Aber muss man diese wunderbaren Frauen wirklich in gleicher Reihe mit einer Rockmusikerin nennen, deren Verdienst es ist, dass sie in den Siebzigern eine Punkband gründete, die hauptsächlich durch Lautstärke und Freizügigkeit punktete? Und muss man Katharina die Große wirklich deshalb hofieren, weil sie ihren Mann abgesetzt und sich selbst zur Kaiserin gekrönt hat? Vielleicht war es ja berechtigt; ich bin mit ihrer Biographie viel zu wenig vertraut. Aber so wie es im Text rüberkommt, ist es eben auch nur wieder das übliche Gerangel um die Macht. Auch wenn Frauen in diesem Metier seltener vorkommen, so macht es den Umstand nicht besser. Ich will ja nicht sagen, dass Katharina die Große nicht in diese Sammlung gehört, aber das hätte man anders vermitteln müssen. Auf jeden Fall taugt die Figur einer Königin, die ihren Mann absetzte, weil sie ihn "nicht leiden konnte", nicht zum Vorbild für Kinder, egal welchen Geschlechts. Und das gibt einen Punktabzug, so leid mir das tut, weil es nicht der einzige Ausrutscher dieser Art ist.

Die Geschichte von dem Transgendermädchen namens Coy ist für mich echt harter Tobak. Kann man es allen Ernstes gutheißen, an einem kleinen Jungen herumzuschnippeln, damit er ein Mädchen wird? Selbst wenn der das so will? Dies jedenfalls als ultimatives Vorbild für "Rebel Girls" hinzustellen, halte ich für geradezu gewissenlos. Obwohl das Bild von dem geschlechtsumgewandelten Kind sehr niedlich ist, entwertet diese Geschichte in meinen Augen leider das gesamte Buch. Eigentlich hatte ich es gekauft, um es zu verschenken, davon habe ich dann aber doch abgesehen.

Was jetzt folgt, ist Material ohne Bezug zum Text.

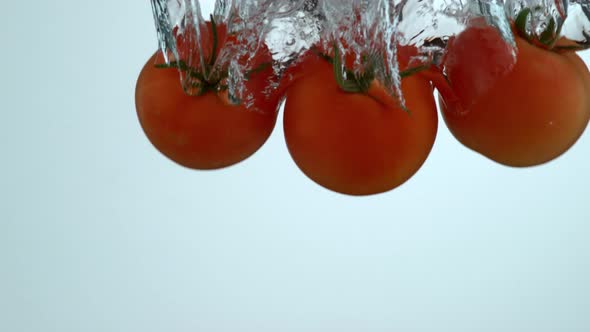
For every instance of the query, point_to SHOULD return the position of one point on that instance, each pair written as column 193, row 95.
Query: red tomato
column 205, row 131
column 520, row 114
column 357, row 143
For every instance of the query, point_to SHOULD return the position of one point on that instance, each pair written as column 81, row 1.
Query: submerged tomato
column 206, row 131
column 518, row 114
column 357, row 143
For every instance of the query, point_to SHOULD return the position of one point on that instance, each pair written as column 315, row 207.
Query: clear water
column 289, row 28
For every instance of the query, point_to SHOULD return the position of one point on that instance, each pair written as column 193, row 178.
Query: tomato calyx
column 366, row 82
column 208, row 80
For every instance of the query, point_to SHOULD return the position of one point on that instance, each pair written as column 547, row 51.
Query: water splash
column 286, row 29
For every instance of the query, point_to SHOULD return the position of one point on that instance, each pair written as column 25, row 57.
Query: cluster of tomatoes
column 349, row 135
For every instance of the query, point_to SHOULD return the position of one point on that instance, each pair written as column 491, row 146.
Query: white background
column 99, row 232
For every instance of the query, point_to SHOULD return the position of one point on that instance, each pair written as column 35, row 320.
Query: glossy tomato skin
column 198, row 132
column 351, row 143
column 522, row 115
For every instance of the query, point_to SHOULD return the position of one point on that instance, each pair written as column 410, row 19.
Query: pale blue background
column 99, row 232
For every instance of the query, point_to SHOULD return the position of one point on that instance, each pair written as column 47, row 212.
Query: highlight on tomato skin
column 208, row 130
column 527, row 115
column 353, row 143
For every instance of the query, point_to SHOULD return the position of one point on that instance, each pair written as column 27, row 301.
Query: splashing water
column 360, row 29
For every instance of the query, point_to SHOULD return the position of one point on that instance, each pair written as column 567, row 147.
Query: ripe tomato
column 205, row 131
column 517, row 114
column 357, row 143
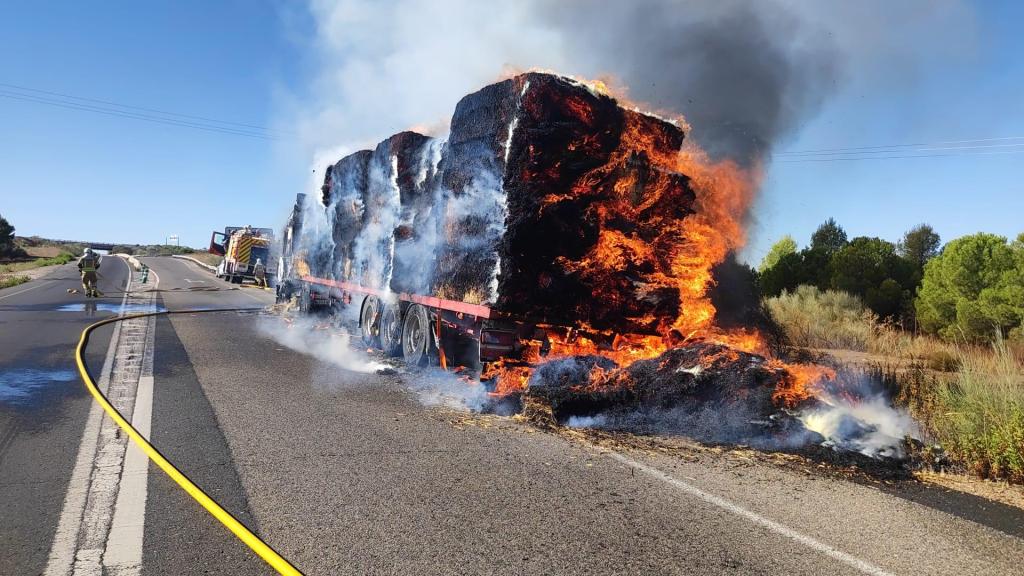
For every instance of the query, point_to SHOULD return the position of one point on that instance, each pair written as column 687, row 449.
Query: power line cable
column 134, row 116
column 856, row 150
column 143, row 109
column 854, row 158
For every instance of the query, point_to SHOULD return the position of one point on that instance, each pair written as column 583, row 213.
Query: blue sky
column 76, row 174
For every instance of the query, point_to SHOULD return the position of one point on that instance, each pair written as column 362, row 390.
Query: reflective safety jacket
column 88, row 263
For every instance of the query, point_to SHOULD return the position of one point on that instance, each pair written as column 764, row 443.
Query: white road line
column 103, row 529
column 61, row 556
column 123, row 556
column 837, row 554
column 40, row 285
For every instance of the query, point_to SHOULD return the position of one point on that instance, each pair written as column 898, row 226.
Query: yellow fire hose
column 254, row 542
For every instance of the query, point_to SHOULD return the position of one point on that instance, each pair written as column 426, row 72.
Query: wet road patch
column 24, row 387
column 111, row 307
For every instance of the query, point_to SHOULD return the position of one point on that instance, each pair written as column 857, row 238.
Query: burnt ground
column 913, row 479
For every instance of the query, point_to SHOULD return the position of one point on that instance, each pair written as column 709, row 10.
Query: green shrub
column 981, row 416
column 812, row 318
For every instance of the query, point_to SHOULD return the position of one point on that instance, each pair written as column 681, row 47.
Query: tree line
column 970, row 289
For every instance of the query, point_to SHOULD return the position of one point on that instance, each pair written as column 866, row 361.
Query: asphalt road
column 42, row 405
column 346, row 471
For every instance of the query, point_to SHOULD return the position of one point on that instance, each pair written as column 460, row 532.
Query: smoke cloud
column 742, row 72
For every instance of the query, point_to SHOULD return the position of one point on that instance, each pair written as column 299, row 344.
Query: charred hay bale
column 555, row 208
column 700, row 375
column 391, row 179
column 416, row 159
column 563, row 384
column 706, row 373
column 587, row 206
column 344, row 193
column 472, row 197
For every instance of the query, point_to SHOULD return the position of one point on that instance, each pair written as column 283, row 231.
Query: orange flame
column 675, row 248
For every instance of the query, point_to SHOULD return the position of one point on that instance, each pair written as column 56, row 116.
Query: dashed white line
column 771, row 525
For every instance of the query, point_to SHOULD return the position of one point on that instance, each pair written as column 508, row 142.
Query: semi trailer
column 526, row 232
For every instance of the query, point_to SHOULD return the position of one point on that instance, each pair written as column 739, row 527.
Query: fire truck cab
column 242, row 247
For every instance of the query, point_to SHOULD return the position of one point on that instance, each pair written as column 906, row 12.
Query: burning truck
column 559, row 245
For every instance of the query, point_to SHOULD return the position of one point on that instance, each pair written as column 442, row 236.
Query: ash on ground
column 714, row 394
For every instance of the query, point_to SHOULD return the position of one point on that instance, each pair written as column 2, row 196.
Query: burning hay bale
column 569, row 208
column 708, row 391
column 697, row 374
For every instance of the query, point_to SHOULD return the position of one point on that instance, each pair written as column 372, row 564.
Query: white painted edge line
column 123, row 556
column 194, row 260
column 61, row 558
column 718, row 501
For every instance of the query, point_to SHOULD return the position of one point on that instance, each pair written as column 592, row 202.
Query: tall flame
column 677, row 248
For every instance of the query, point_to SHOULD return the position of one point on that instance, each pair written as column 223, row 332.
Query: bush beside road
column 968, row 398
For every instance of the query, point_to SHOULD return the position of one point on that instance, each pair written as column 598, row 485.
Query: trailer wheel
column 390, row 329
column 370, row 321
column 415, row 335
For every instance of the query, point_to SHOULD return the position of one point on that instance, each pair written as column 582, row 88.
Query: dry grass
column 982, row 413
column 7, row 282
column 814, row 319
column 22, row 266
column 968, row 398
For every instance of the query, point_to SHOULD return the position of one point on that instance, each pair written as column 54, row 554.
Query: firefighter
column 88, row 264
column 259, row 272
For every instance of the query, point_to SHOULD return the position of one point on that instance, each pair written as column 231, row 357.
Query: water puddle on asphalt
column 23, row 387
column 91, row 307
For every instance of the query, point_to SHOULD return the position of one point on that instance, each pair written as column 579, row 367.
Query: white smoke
column 870, row 426
column 326, row 343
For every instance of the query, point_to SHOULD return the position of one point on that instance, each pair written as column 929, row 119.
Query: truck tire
column 416, row 335
column 390, row 329
column 370, row 321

Schade! Denn die Idee ist toll, die Ausführung vielfach wirklich gelungen. Die Idee zu diesem außergewöhnlichen Buch wurde über Crowd-Funding von Menschen aus aller Welt finanziert, und auch die internationale Vielfalt der beschriebenen Frauenbiographien ist einmalig. Nur die Zitate schwächeln hin und wieder ein bisschen ("Autorennen fahren ist besser als sich verlieben"...). Insgesamt dennoch ein wunderbares Buch. Zum Schluss daher noch ein paar von den guten Zitaten:

Ich kann euch sagen, was Freiheit für mich bedeutet: Ohne Angst leben.
(Nina Simone, afro-amerikanische Sängerin)

Um das Beste zu erreichen, werde ich immer so schwierig wie nötig sein.
(Maria Callas, griechische Opernsängerin)

Ich habe schon als Kind gelernt, dass man Ertrinkende retten muss, unabhängig von ihrer Religion oder Nationalität.
(Irena Sendler, polnische Widerstandskämpferin, rettete mehr als 2000 jüdische Kinder vor den Nazis)

Mein Arzt sagte, ich würde nie wieder laufen. Meine Mutter sagte das Gegenteil. Ich glaubte meiner Mutter.